Saylor's Strategy
Money is a liquid and fungible asset, therefore it can be classified into three types. In today's business world, these types of money can be used to strengthen or boost a company's treasury. Each has distinct characteristics:
One of them is quite volatile, which means its value can fluctuate significantly. It is not suitable for impressionable mindsets.
The other two are more stable, but they have hidden costs associated, which can make them seem safe but involve certain disadvantages, such as counterparty risk, loss of purchasing power, confiscation, and mandatory taxation. It is the most common preference.
The three forms of money are:
Short-term U.S. Treasury bonds. Money of the 20th century (Convertible into Stablecoins USDT|USDC).
Tangible gold or paper gold. Money of the 19th century (via ETFs).
$BTC as Financial Fixed Assets. Money of the 21st century.
The first two capitalize slowly and with some stability, but only the third revitalizes and explosively increases the equity balance sheet. Globally, in the medium term and perhaps in a very long-term delay in Venezuela, companies will only have to choose between two options:
Option 1: Cling to the past.

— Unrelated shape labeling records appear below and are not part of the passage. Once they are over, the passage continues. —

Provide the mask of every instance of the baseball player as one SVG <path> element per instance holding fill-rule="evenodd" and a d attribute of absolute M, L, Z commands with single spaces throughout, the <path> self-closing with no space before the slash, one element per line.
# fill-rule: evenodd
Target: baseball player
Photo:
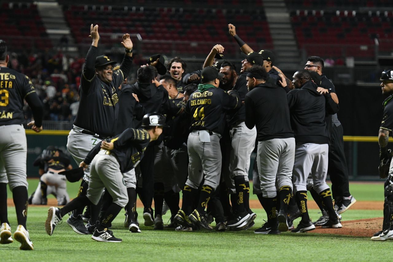
<path fill-rule="evenodd" d="M 228 95 L 217 88 L 222 76 L 214 66 L 204 68 L 201 74 L 202 83 L 190 96 L 185 109 L 191 120 L 191 133 L 187 141 L 188 177 L 183 189 L 182 209 L 175 216 L 175 221 L 184 226 L 189 227 L 192 223 L 212 229 L 204 223 L 203 212 L 220 182 L 222 156 L 218 149 L 225 125 L 225 113 L 239 108 L 241 103 L 235 90 L 230 90 Z M 196 208 L 191 212 L 193 199 L 204 178 Z"/>
<path fill-rule="evenodd" d="M 28 125 L 32 126 L 37 133 L 42 130 L 42 106 L 29 77 L 7 67 L 9 59 L 7 43 L 0 40 L 0 244 L 13 242 L 7 214 L 8 184 L 12 191 L 18 221 L 14 238 L 20 243 L 20 249 L 32 250 L 33 243 L 26 226 L 28 196 L 23 100 L 31 109 L 34 118 Z"/>
<path fill-rule="evenodd" d="M 274 83 L 263 68 L 254 65 L 247 75 L 250 92 L 246 95 L 246 122 L 258 130 L 257 163 L 262 206 L 268 221 L 254 232 L 280 234 L 288 230 L 287 209 L 292 193 L 292 168 L 295 158 L 295 138 L 291 127 L 286 92 Z M 286 86 L 284 77 L 280 84 Z M 276 190 L 277 181 L 278 197 Z M 280 210 L 276 216 L 276 207 Z"/>
<path fill-rule="evenodd" d="M 72 169 L 70 159 L 60 149 L 50 146 L 44 150 L 41 155 L 33 165 L 40 167 L 40 183 L 31 197 L 33 205 L 46 205 L 46 196 L 53 194 L 57 199 L 57 205 L 64 205 L 70 201 L 67 193 L 66 179 L 59 173 Z M 29 199 L 30 198 L 29 198 Z"/>
<path fill-rule="evenodd" d="M 118 87 L 128 75 L 132 65 L 132 42 L 128 34 L 123 35 L 121 42 L 125 48 L 123 63 L 119 69 L 114 71 L 112 67 L 116 61 L 106 55 L 97 56 L 98 26 L 92 24 L 90 30 L 92 43 L 81 78 L 79 109 L 67 143 L 67 149 L 78 165 L 98 143 L 116 134 L 119 105 Z M 85 176 L 78 194 L 86 194 L 89 170 L 88 168 L 84 170 Z M 83 210 L 81 208 L 75 210 L 67 223 L 77 233 L 88 234 L 80 216 Z M 97 210 L 92 208 L 91 212 Z"/>
<path fill-rule="evenodd" d="M 298 71 L 293 76 L 295 89 L 287 94 L 291 112 L 291 123 L 295 135 L 296 147 L 292 182 L 301 220 L 291 232 L 299 233 L 315 229 L 307 207 L 307 179 L 311 173 L 313 187 L 322 199 L 329 219 L 322 225 L 324 228 L 342 227 L 332 202 L 331 192 L 326 184 L 329 135 L 325 114 L 332 114 L 338 110 L 338 105 L 328 92 L 320 94 L 318 86 L 311 81 L 307 70 Z"/>
<path fill-rule="evenodd" d="M 157 140 L 165 126 L 165 118 L 162 115 L 147 114 L 142 120 L 143 129 L 128 128 L 110 139 L 110 142 L 103 141 L 95 146 L 80 165 L 84 168 L 91 165 L 86 195 L 78 196 L 62 208 L 53 207 L 49 208 L 45 222 L 48 234 L 52 235 L 56 226 L 68 212 L 81 207 L 97 205 L 105 188 L 113 202 L 103 219 L 95 223 L 92 238 L 102 242 L 121 242 L 121 240 L 114 236 L 107 228 L 128 202 L 122 173 L 139 163 L 149 143 Z"/>
<path fill-rule="evenodd" d="M 392 135 L 393 129 L 393 70 L 382 72 L 381 78 L 382 94 L 388 96 L 384 101 L 383 116 L 378 134 L 378 143 L 380 148 L 380 158 L 382 160 L 389 157 L 391 150 L 387 149 L 389 135 Z M 391 157 L 390 156 L 390 158 Z M 371 240 L 384 241 L 393 240 L 393 161 L 391 161 L 389 175 L 385 181 L 385 202 L 384 203 L 384 220 L 382 230 L 374 234 Z"/>
<path fill-rule="evenodd" d="M 322 81 L 321 85 L 319 86 L 328 89 L 331 93 L 335 93 L 334 85 L 323 74 L 324 65 L 322 58 L 310 56 L 307 59 L 304 69 L 316 72 L 321 76 Z M 337 118 L 337 114 L 327 116 L 326 122 L 330 138 L 327 173 L 332 181 L 334 209 L 340 214 L 351 207 L 356 202 L 356 199 L 349 192 L 348 169 L 344 153 L 342 125 Z M 314 193 L 313 197 L 314 196 L 317 194 Z"/>

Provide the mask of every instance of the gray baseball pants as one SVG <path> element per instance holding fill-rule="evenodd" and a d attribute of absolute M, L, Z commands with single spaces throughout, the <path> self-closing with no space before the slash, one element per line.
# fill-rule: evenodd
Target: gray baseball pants
<path fill-rule="evenodd" d="M 296 145 L 292 177 L 294 191 L 307 190 L 307 179 L 310 173 L 312 186 L 318 194 L 329 188 L 326 184 L 329 149 L 327 144 Z"/>
<path fill-rule="evenodd" d="M 105 188 L 113 198 L 113 203 L 124 207 L 128 203 L 128 196 L 120 165 L 113 153 L 107 155 L 107 152 L 100 150 L 90 165 L 90 181 L 86 195 L 96 205 Z"/>
<path fill-rule="evenodd" d="M 188 135 L 187 148 L 189 163 L 185 184 L 197 188 L 204 174 L 204 184 L 215 189 L 220 183 L 221 174 L 221 135 L 213 132 L 210 135 L 210 142 L 202 142 L 200 141 L 200 133 L 206 131 L 194 130 Z"/>
<path fill-rule="evenodd" d="M 22 125 L 0 126 L 0 183 L 8 183 L 12 191 L 28 188 L 26 175 L 27 142 Z"/>
<path fill-rule="evenodd" d="M 257 164 L 261 190 L 265 197 L 277 196 L 279 188 L 292 186 L 292 169 L 295 157 L 295 138 L 274 138 L 258 142 Z"/>

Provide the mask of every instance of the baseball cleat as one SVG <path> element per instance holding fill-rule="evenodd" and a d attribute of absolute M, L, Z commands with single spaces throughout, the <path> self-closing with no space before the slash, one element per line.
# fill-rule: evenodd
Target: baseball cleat
<path fill-rule="evenodd" d="M 347 211 L 348 208 L 356 203 L 356 199 L 352 196 L 347 197 L 343 197 L 340 201 L 340 206 L 337 209 L 337 213 L 341 214 Z"/>
<path fill-rule="evenodd" d="M 343 227 L 338 218 L 329 219 L 326 223 L 321 225 L 321 226 L 322 228 L 341 228 Z"/>
<path fill-rule="evenodd" d="M 371 240 L 374 241 L 386 241 L 387 240 L 393 240 L 393 230 L 388 229 L 382 232 L 379 235 L 373 236 Z"/>
<path fill-rule="evenodd" d="M 83 223 L 82 216 L 79 215 L 77 218 L 74 218 L 73 215 L 68 217 L 67 220 L 67 224 L 70 226 L 75 232 L 81 235 L 89 235 L 91 234 L 86 229 Z"/>
<path fill-rule="evenodd" d="M 241 225 L 243 222 L 250 217 L 250 214 L 246 211 L 241 213 L 234 213 L 232 219 L 226 223 L 228 227 L 236 227 Z"/>
<path fill-rule="evenodd" d="M 149 209 L 143 210 L 143 219 L 145 220 L 145 225 L 150 227 L 154 225 L 154 220 L 153 219 L 153 210 Z"/>
<path fill-rule="evenodd" d="M 61 221 L 60 210 L 57 207 L 51 207 L 48 210 L 48 216 L 45 221 L 45 230 L 50 236 L 51 236 L 55 227 Z"/>
<path fill-rule="evenodd" d="M 154 219 L 154 227 L 153 229 L 160 230 L 164 229 L 164 222 L 161 215 L 157 215 Z"/>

Conventional financial strategies based on bank credit, issuance of bonds/securities in the stock market, buying treasury bonds, stock buybacks, offering dividends.
Option 2: Embrace the future.
Innovative financial strategies based on $BTC as liquid digital assets transformed into convertible notes, redeemable bonds, preferred, common stocks, warrants.
The 1st option is a regression subject to the atavisms and trends of the past, with stable growth, but with a loss of purchasing power in the long term. The 2nd option is a progression with volatile patterns, ups and downs, and latent losses in the short term but with greater compounded capital in the long term. The choice, although it seems obvious and makes sense, ends up being always the least obvious but perceived as the safest. Why?
Because in terms of money, the attachment to what is perceived as stable has a strong component of anchoring and calm, which is preferable to the chaos and all the turmoil unleashed by the volatility of an asset. The money pattern with which we have grown leaves an indelible mark on the vast majority of people. The internal capacity and strength necessary to remain unperturbed while observing latent money losses in their liquid assets are nullified.
Business schools teach that volatility is bad. All business managers leave their MBAs with the mission of eliminating volatility from the balance sheet and income statement. It could be said in that sense that they have done a good job, and perhaps it qualifies as a Pyrrhic victory.
But do you know who has more volatility than S&P 500 companies? Every rich person you look at or admire, quote, or reference as an enviable paradigm. They have more volatility than those companies because they have neither eliminated nor will eliminate it from their balance sheet. Bernard Arnaud, Jeff Bezos, Marc Zuckerberg, Elon Musk, and others like them have massive volatility with latent losses and gains, not in thousands, nor in hundreds of thousands, but in millions of dollars on their balance.
The only way to eliminate that volatility from the balance sheet is by giving away money. Something that the rich often do when they donate to charity to avoid paying taxes while collateralizing the gains or latent revaluation of their assets to obtain liquidity in the form of debt, in order to live and cover their expenses with peace of mind. They are experts in enduring volatility while accumulating assets.
Why do the rich who lose a fortune due to a bad business later recover their money and even increase their size?
It's easy, but not obvious. They never lose their main ingredient, the most important one: their rich mindset, which functions as a financial thermostat set in the correct position to generate thousands, hundreds, and millions of dollars despite volatility, while most have their thermostat frozen below zero with no slightest idea why their finances are always precarious.